Nebula’s eyes in the dark.  “All right.”

She lay down with her back to Gamora.  There was a strange, almost insectile clicking sound, like mandibles moving.

The closeness was stifling.  Hot.  Nebula’s smell against Gamora’s nose was odd, half-artificial: sweat and harsh soap and machine oil and silver polish.  The faintly scorched scent of bad wiring; the cleaner lightning smell of connections that hadn’t yet failed.  No hair.  Gamora could remember now when she had lost it, when Gamora had used Nebula’s braid to pull her down to the ground.  What color had it been?  Black?

 _I hurt you_ , she thought, putting one arm very carefully across Nebula’s stomach.  _I don’t want to hurt you again._

Nebula half-stirred and moved back against her, fitting their bodies together more closely.  The chittering sound returned, just for a moment.

In Gamora’s arms, she was warm, however stiff, however unnaturally settled.  Alive.

Gamora had killed enough things for life itself to seem like both promise and threat.

**5**

“Well, this place is a shithole,” Rocket said, spitting off to one side.

“It is not appealing-looking,” Mantis agreed.

Peter was double-checking his handheld locator—the terrain closest to the pavilion was supposed to be too swampy for any ship to land there and too dangerous for all of them to cross.  Nebula wanted to go alone, which they all knew because she hadn’t stopped saying it.  Peter still wanted to know where she’d be—“In case we need to come get you,” he said, as if this responsibility to rescue her were self-evident.

He tapped the device hard against the heel of his hand until whatever change he saw on the screen seemed to make him happy, and only then did he look up.  “It does kind of look like where you’d expect to find a big-ass weapon, though.”

“I am Groot.”

Gamora shook her head.  “No, the smell is not the weapon.”

“Do we have to keep talking?” Nebula said.  “Quill.  What direction is it?”

Peter pointed.  Nebula took off immediately.  Gamora swore under her breath, said, “ _Stay here_ ,” to her friends, and went after her, catching up and matching her pace.

“You are being difficult.”

“I asked for transportation,” Nebula said.  “Not assistance.  And not company.”

“When you came into my bed last night, you were certainly asking for company.”
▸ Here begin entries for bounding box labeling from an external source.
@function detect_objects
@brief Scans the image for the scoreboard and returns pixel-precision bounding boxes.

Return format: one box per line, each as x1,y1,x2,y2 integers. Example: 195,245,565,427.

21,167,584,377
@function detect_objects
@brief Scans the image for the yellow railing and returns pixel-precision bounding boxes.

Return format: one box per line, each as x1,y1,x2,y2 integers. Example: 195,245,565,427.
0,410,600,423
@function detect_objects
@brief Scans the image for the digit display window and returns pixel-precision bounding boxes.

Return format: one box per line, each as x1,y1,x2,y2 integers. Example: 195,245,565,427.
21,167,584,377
There was a sudden frost over Nebula’s face, obscuring whatever might have been underneath it.  “It’s not last night.  It’s now.  And I told you, I couldn’t sleep.”

They walked in silence for a while, their boots making soft squelching noises as the marshy ground sucked on them.  It was leech-mud, its viscosity made up of a nearly infinite number of close-packed, dully green-colored sucker-worms, any one of which could have drained the blood from an ox in under a minute.  But their mouths were delicate, thin-lipped; they couldn’t make their way through cured leather, let alone the triple-reinforced synth the two of them wore.  Safe enough, then, so long as neither of them tripped.  So long as the swamp never rose above the tops of their boots.

“I said I could do this on my own,” Nebula said.

“Yes.  I remember that.  I came anyway.”

“Why?”

The fetid leech-mud sloshed up a little higher.  “At the moment, I’m having a hard time remembering.”

Nebula made a gruff little sound that it took Gamora a second to identify as a laugh.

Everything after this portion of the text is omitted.